How can I fire off a script every time a particular user receives an email?

Question

I have a (Linux) mail server that consists of postfix for receiving mail, amavisd-new for content filtering (using clamav and SpamAssassin), and dovecot for delivery and IMAP.

I'd like to set things up so that a script is fired off every time an email is delivered to a particular mailbox. The script doesn't necessarily need to know anything about the content or headers of the message. I know of at least a couple of options:

1. Use postfix's built-in filtering. Set up a header check to reroute any emails destined for this mailbox to my script, which can then pass it back into postfix. The disadvantage here is that it all happens before amavis's filtering, so my script will get fired off even for emails that end up getting blocked before delivery. There may also be performance penalities and risk of lost emails if I don't execute the passage of the email back into postfix properly.

2. Add my script as a content filter to amavis. This may be an improvement in performance compared to the previous, and just seems like a better place for this. Unfortunately it still suffers from being executed before the go/no-go decision has been made on the message. Additionally, I've not been able to find the amavis documentation detailing how this is actually supposed to be done, and the conf files aren't really conclusive.

Seems like the final dovecot delivery step would be the best place to get only filtered mail, but I'm not sure if there's a way to make that work.

Suggestions? Anything I'm overlooking?

Edit: Forgot to add, I'd like to avoid polling-type solutions (watching logs, IMAP client script, etc.)

Answer 1

I found another option that may prove to be a good enough solution: hijacking the message as it's passed from postfix to dovecot.

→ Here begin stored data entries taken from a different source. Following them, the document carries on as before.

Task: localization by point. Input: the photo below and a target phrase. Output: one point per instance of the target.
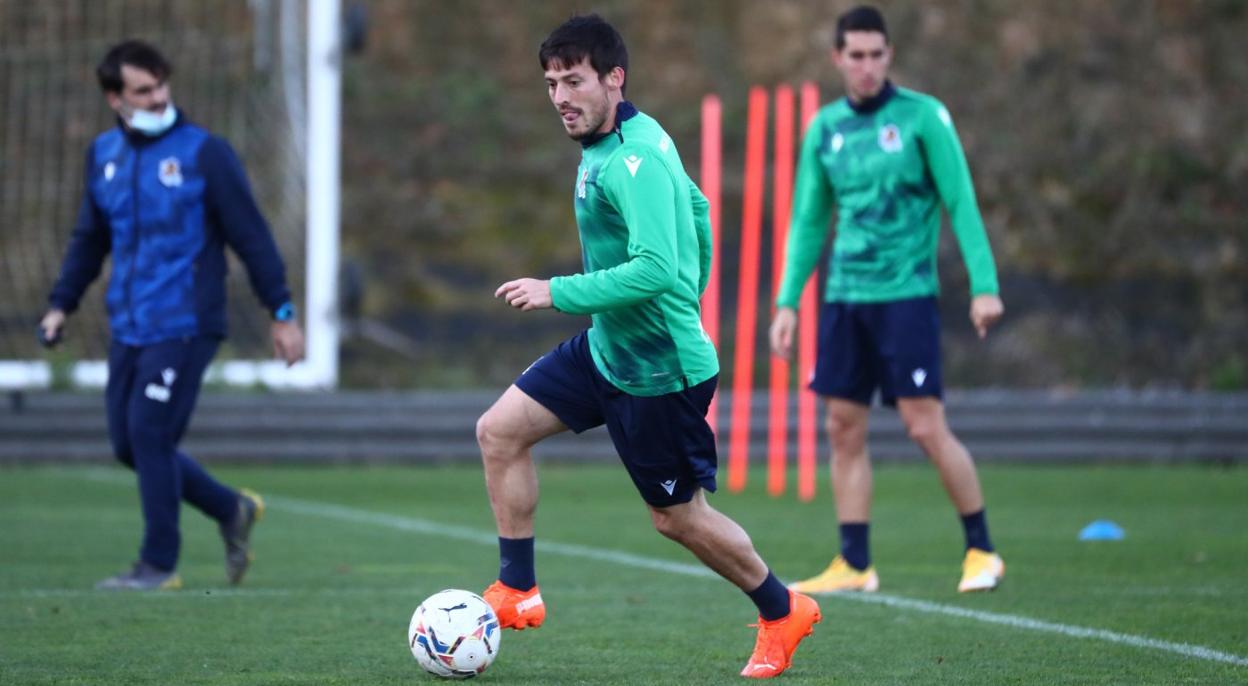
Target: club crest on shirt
(580, 183)
(170, 172)
(890, 137)
(838, 141)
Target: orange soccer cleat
(779, 639)
(516, 609)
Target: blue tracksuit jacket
(166, 207)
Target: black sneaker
(142, 578)
(237, 534)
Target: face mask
(150, 124)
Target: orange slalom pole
(808, 337)
(748, 289)
(781, 196)
(711, 159)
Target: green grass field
(346, 554)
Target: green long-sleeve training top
(645, 246)
(886, 166)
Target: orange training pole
(781, 379)
(806, 344)
(748, 291)
(710, 173)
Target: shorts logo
(157, 392)
(890, 137)
(170, 172)
(161, 393)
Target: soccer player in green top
(887, 159)
(644, 368)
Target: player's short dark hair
(136, 54)
(862, 18)
(585, 36)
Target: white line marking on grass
(640, 561)
(201, 594)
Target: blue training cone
(1102, 530)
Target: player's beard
(595, 116)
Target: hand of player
(783, 328)
(50, 327)
(526, 293)
(287, 341)
(985, 312)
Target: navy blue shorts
(892, 347)
(664, 440)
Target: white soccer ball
(453, 634)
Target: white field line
(431, 528)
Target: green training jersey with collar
(887, 166)
(645, 247)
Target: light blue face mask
(150, 124)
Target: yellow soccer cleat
(839, 576)
(981, 571)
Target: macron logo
(633, 162)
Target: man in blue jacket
(164, 197)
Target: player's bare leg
(507, 433)
(926, 425)
(725, 548)
(715, 539)
(982, 569)
(851, 465)
(851, 485)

For postfix, I change the following lines in master.cf:

dovecot      unix   -        n      n       -       -   pipe
  flags=DRhu user=vmail:mail argv=/usr/lib/dovecot/dovecot-lda -d $(user)@$(domain)

To:

dovecot      unix   -        n      n       -       -   pipe
  flags=DRhu user=vmail:mail argv=/scripts/emaildeliverycheck.py $(user)@$(domain)

Then create /scripts/emaildeliverycheck.py like the following (Python 3.4):

#!/usr/bin/python3

from sys import argv, stdin, exit
from subprocess import Popen, check_call, CalledProcessError

# Define recipients that should trigger the script here
notifyusers = ('user1@mydomain.com',
               'user2@mydomain.com')

recipient = argv[1]

if recipient in notifyusers:
    # Run the script. Use Popen so that we don't have to wait for the 
    # script to finish
    Popen(['/scripts/myscript.py', recipient])

try:
    # Now pass the email to dovecot-lda. Use check_call because we *do* 
    # want to wait for it to finish
    check_call(['/usr/lib/dovecot/dovecot-lda', '-d', recipient], stdin=stdin)
except CalledProcessError as error:
    # Propagate any error codes back to Postfix
    exit(error.returncode)

Postfix's pipe process passes the email for final delivery to the above script instead of directly to dovecot-lda. The script checks the recipient (passed on the command line, so it doesn't need to look at the message at all) against a list, and fires off another script if there's a match. Then it pipes the message through to dovecot-lda, which shouldn't be able to tell that it's not getting it directly from Postfix, and propagates the exit status back to the pipe process.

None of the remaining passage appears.